Saturday, February 19, 2011

Arizona Needs Protests, Too

(Desert Shell by Shane Rickman)
As we watch the continuing protests in Madison, Wisconsin, I'm thinking that we need the same kind of public uprising here in Arizona. On the surface, the issues look different: the Wisconsin protests are about the rights of union workers; Arizona is a "right to work" state that has already effectively killed unionization. But in reality, there are underlying issues in both (and many other) states that are a result of the republican mindset of putting corporate interests ahead of the well being of ordinary people.
There is one major difference: In Wisconsin, they're trying to kill unions; in Arizona, they're trying to kill actual innocent people:
As ThinkProgress has reported, Gov. Jan Brewer (R-AZ) and the GOP-controlled state House have turned a blind eye to the plight of 98 Arizona patients in desperate need of organ transplants. Since Brewer enacted painful cuts to the state’s Medicaid program in October, two Arizonans unable to pay for the transplants they needed passed away. After months of appeals and protests, it appears Brewer has finally agreed to set aside a $151 million “uncompensated-care pool to pay health-care providers for ‘life-saving’ procedures, including transplants.”

However, state House Republicans remain vigilant in their anti-human life campaign. They are refusing to let measures to restore funding for organ transplants advance because, as the state House Appropriations Committee Chairman Jon Kavanagh (R) explained, “not enough lives would be saved to warrant restoring millions in budget cuts” for the transplants.

But as Brewer and the GOP-led legislature waffle over the value of human lives, two more people — including 23-year-old leukemia patient Courtney Parham — join the 98 others standing before the Brewer death panel. Because the state has so far refused to pay for her transplant, Courtney’s family “must raise somewhere between $400-$800 thousand dollars for a transplant, or their daughter will die.”

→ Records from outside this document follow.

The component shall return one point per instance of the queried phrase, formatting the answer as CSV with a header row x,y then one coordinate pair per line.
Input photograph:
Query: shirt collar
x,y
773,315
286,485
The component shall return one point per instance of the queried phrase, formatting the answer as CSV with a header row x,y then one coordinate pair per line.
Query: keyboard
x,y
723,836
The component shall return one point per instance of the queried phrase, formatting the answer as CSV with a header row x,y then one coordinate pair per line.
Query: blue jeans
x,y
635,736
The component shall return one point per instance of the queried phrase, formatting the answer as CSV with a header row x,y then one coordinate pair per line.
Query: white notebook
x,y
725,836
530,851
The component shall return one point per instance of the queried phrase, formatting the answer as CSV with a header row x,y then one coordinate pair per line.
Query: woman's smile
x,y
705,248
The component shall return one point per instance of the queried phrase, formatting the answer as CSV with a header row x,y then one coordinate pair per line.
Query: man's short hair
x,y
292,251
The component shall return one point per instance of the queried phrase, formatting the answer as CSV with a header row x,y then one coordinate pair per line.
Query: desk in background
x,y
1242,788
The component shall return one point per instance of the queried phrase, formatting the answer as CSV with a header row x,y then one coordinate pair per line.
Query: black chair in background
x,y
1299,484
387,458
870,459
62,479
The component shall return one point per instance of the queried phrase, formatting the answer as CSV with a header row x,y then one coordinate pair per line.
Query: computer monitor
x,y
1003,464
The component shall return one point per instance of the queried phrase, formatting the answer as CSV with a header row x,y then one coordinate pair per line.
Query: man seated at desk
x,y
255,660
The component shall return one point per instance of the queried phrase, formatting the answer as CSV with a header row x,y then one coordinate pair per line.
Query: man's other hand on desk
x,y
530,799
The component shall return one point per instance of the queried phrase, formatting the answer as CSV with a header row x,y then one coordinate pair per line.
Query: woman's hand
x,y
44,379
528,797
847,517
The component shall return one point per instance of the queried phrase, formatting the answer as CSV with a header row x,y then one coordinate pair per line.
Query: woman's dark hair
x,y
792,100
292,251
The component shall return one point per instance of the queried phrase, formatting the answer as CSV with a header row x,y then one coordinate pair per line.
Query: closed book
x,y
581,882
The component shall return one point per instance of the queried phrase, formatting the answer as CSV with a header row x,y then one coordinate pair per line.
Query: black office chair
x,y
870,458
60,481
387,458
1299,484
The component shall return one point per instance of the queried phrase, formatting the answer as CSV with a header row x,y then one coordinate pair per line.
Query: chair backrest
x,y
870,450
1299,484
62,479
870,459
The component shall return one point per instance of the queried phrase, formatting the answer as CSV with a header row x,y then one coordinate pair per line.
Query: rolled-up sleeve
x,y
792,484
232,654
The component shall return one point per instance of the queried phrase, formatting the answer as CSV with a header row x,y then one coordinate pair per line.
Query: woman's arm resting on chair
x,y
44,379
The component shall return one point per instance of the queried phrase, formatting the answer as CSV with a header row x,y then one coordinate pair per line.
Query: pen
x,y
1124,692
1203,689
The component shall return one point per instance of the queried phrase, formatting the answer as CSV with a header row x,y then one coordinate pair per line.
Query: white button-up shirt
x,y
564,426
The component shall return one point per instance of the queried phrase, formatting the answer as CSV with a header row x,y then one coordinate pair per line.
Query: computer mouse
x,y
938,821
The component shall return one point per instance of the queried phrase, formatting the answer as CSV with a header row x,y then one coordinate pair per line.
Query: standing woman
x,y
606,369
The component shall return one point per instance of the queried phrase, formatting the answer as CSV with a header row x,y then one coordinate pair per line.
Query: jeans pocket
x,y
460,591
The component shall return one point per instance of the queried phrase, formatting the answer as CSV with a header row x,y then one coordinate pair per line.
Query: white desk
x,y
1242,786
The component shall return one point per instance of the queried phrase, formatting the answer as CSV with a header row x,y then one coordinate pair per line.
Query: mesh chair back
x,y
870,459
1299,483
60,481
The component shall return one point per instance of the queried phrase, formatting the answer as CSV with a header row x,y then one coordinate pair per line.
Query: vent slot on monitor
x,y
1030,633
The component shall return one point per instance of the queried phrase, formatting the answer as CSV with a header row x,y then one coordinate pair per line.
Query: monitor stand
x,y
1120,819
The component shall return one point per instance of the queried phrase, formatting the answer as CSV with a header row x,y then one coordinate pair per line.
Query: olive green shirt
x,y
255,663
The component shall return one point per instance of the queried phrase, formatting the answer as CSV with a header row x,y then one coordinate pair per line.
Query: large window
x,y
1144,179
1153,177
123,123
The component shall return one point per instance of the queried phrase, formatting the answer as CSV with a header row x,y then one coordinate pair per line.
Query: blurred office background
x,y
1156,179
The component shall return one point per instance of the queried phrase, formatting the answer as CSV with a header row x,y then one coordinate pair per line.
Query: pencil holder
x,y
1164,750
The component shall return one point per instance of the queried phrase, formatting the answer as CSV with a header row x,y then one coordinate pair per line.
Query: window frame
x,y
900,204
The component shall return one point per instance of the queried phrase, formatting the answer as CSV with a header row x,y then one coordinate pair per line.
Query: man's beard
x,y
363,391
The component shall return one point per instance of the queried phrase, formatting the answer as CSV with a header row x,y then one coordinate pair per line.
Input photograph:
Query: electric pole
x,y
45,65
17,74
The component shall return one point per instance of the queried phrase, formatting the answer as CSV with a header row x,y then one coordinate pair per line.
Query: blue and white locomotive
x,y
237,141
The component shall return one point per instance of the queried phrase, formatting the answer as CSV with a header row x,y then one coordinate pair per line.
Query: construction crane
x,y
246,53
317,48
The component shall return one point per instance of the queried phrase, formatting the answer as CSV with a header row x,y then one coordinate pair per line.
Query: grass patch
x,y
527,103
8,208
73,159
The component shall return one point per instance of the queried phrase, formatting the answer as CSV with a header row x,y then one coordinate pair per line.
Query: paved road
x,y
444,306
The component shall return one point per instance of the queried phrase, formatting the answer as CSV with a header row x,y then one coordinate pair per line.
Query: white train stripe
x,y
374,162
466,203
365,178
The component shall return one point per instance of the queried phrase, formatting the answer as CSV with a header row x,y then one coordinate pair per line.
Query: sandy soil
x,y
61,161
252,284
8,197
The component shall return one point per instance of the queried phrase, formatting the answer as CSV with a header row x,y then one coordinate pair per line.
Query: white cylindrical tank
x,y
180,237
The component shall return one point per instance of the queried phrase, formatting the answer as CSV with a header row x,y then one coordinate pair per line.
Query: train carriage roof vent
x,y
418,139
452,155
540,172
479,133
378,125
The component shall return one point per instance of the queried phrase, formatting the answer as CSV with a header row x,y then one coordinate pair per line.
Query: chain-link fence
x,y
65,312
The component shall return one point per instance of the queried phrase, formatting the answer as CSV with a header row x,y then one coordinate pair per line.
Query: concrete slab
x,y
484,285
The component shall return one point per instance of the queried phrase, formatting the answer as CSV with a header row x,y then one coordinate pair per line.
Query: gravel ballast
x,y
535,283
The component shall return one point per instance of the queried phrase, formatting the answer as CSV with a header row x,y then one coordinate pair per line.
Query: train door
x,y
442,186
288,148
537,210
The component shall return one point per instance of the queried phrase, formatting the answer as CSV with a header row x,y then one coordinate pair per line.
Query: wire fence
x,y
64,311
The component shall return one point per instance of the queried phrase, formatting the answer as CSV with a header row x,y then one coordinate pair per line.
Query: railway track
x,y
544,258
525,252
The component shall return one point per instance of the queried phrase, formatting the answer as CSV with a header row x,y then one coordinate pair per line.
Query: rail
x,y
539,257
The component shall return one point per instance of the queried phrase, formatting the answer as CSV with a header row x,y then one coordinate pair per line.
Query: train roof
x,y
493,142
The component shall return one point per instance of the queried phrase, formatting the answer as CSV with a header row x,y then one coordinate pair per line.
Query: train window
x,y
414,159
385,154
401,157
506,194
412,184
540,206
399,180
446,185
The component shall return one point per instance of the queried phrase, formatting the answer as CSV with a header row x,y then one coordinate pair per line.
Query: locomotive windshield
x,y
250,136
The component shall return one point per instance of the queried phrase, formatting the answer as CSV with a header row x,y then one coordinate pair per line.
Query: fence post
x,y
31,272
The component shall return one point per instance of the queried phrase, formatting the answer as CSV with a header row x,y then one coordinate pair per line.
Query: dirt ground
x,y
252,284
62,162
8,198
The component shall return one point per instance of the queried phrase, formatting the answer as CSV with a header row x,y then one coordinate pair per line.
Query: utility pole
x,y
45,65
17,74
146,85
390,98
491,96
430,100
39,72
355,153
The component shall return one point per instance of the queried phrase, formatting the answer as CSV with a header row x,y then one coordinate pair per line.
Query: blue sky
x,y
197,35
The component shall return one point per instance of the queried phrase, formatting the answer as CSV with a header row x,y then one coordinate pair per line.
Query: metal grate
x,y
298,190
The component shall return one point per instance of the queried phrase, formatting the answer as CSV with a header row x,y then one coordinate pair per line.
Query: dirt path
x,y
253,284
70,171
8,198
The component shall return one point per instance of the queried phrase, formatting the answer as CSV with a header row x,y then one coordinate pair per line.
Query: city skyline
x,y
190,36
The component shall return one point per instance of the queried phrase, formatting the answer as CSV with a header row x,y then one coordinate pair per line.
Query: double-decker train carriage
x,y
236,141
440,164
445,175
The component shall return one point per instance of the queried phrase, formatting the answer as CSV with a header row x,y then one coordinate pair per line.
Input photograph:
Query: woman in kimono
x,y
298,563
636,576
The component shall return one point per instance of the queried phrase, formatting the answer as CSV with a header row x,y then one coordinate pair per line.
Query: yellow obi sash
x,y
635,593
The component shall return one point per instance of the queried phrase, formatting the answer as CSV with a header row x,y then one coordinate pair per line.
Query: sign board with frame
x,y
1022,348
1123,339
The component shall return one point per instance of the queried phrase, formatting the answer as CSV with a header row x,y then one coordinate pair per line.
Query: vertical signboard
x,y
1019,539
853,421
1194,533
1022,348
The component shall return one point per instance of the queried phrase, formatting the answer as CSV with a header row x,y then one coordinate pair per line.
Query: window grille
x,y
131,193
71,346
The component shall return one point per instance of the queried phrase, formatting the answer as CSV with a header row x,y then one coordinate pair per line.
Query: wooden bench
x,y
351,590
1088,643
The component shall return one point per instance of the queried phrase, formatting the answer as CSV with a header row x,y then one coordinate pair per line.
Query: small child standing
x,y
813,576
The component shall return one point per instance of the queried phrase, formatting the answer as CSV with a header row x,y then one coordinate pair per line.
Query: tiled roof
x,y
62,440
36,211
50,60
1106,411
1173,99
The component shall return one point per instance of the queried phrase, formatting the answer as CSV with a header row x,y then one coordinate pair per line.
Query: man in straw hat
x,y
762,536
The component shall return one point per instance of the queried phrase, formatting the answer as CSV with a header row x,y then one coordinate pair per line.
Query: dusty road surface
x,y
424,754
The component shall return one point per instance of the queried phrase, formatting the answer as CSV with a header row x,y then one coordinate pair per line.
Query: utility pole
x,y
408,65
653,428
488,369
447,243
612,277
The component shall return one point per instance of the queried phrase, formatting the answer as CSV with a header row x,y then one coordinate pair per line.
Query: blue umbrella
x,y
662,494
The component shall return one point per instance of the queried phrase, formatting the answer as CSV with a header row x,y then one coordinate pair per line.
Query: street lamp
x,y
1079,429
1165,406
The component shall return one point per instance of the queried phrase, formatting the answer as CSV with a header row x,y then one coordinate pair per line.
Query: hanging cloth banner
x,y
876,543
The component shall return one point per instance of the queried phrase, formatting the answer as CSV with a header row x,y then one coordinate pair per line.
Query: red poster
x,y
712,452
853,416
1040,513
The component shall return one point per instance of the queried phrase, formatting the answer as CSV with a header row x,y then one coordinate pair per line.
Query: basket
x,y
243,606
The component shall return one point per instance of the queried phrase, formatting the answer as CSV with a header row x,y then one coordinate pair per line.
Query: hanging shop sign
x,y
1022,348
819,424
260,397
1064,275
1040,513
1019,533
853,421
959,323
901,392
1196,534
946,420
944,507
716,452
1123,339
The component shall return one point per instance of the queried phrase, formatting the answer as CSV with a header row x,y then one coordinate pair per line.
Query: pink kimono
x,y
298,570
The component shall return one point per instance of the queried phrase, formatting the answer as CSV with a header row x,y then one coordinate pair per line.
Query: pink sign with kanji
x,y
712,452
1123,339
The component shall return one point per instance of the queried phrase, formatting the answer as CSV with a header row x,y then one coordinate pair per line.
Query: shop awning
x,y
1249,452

http://thinkprogress.org/2011/02/19/brewer-corporate-tax-cut-transplant/

Remember that whole "of the people, by the people, for the people" thing? How can we consider ourselves a decent, democratic society if we are willing to sanction the killing of the weak in favor of protecting the profits of the wealthy? Is cutting the taxes of the rich and the corporations so important that we cannot afford to help the most vulnerable amongst us?
In the coming week or so, I'm hoping to engage as many people as I can to try to organize a protest at the Arizona state capitol, because I don't think that I'm the only one outraged by a government that chooses to callously kill innocent people. Anyone interested in joining me? My email address is in my profile.

3 comments:

mahakal said...

Why don't you use Facebook?

Suzanne said...

i sent this to my sister sherry who lives in az....i hope she joins you

Glenn Matsuki said...

We posted this on the Donate Life Organ and Tissue donation blog.